The PM made another frightening statement that calls into question the calibre of legal advice he is receiving when putting draconian resolutions before Parliament.
Brent Symonette, former attorney general, questioned whether any measure in the current resolution is unconstitutional and consequently the regulations thereunder.
The competent authority said he has to check with the AG.
This is a dereliction of duty on the part of the competent authority and the AG.
Both are well aware that the result of the resolution will derogate from the constitutional protection afforded to every resident and guest.
One would have thought that before the competent authority presents such documents for parliamentary sign-off, a constitutionality check would have been performed by the AG and the PM would know the answer in advance.
Many share the unfortunate company of the PM.
They believe the competent authority may make any law he wants.
The PM has a super majority in the House and Senate.
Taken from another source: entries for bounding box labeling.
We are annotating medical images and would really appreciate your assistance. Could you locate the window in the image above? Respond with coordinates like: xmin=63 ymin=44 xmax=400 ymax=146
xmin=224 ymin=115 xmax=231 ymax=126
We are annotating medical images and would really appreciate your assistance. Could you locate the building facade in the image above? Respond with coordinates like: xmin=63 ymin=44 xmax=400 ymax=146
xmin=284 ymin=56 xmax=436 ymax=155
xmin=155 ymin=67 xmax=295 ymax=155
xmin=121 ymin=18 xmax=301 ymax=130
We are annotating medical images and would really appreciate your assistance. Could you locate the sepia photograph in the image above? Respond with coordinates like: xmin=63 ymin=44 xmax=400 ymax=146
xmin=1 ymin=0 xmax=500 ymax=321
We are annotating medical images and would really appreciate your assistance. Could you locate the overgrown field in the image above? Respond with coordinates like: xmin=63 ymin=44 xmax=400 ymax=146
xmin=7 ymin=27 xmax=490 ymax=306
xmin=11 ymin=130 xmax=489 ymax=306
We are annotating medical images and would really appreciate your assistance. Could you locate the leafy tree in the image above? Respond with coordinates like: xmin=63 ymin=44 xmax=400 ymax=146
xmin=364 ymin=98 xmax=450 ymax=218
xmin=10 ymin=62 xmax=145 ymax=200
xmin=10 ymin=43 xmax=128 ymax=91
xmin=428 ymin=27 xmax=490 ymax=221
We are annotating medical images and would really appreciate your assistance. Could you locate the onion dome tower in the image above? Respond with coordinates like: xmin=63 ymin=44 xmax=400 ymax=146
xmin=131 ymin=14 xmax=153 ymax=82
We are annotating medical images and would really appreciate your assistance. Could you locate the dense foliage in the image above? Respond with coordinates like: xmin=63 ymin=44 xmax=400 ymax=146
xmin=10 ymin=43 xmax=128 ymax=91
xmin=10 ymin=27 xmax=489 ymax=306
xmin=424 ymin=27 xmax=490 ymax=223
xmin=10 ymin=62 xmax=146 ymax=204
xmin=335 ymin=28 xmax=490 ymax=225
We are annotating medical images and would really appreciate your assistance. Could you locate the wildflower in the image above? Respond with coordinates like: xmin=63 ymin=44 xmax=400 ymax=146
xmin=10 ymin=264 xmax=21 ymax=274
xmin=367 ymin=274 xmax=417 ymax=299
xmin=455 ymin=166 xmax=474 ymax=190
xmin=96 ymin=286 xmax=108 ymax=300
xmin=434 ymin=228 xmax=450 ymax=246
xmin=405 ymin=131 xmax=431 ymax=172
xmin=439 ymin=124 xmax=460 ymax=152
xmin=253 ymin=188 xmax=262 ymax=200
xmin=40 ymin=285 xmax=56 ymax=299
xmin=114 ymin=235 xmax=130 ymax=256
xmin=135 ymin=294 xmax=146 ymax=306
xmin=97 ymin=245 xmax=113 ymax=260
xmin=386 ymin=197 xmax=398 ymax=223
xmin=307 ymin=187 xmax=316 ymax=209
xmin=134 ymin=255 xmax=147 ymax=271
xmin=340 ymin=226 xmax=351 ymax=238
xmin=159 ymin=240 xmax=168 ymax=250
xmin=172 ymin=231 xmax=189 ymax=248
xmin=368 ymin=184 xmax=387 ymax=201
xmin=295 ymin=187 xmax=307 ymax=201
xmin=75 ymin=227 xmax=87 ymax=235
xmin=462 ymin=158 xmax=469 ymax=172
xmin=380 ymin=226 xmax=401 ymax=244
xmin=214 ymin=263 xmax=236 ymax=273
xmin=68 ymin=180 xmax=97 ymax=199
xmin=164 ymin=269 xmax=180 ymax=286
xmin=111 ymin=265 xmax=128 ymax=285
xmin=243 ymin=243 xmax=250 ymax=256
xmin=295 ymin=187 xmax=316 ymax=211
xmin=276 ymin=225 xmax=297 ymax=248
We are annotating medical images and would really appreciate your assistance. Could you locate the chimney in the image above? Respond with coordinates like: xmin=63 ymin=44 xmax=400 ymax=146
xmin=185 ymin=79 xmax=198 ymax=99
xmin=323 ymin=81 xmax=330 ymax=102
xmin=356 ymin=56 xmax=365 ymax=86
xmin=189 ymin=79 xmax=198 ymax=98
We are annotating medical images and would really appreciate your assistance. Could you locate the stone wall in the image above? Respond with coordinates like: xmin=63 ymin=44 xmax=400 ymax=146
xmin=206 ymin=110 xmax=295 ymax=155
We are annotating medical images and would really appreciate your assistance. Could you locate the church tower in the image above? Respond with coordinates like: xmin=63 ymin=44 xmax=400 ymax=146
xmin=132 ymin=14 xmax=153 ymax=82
He sailed to victory during the last election, which suggests that he may still have the command of the Bahamian people.
If he doesn’t like Article 29 (or doesn’t understand it), change it (or get proper legal advice).
The price tag for breaching such rights could be record-setting.
If one person’s constitutional rights are breached because of a blanket impulsive response to COVID-19, the PM would risk breaching the rights of thousands.
Lawsuits may come, and given the track record of the current AG, the treasury would likewise suffer.
The PM does have the backing of the constitution to implement constitutional measures to fight COVID-19.
Before implementing a measure, the PM should first seek legal advice from the legal community and not just from the AG. Opposing legal advice is of great value.
He should vigorously question his medical advisors, and seek the medical advice of foreign and other local experts with competing views.
The Bahamas is made up of many islands and cays and COVID-19 is affecting each differently.
He should use a risk-based approach for each and not a one-size fits all approach. He should not simply listen to yes-people. Then, using the reasonable man’s test, he should make only constitutional decisions. We did not elect a medical task force to govern our lives.
Sir Burton Hall, 12 years ago, told a small group of law students on the eve of being called to the Bahamas Bar that we lawyers are social doctors.
With the greatest respect, The Bahamas is sick and not just because of COVID-19. It’s in dire need of other doctors to assist the doctor, either directly or indirectly through the courts.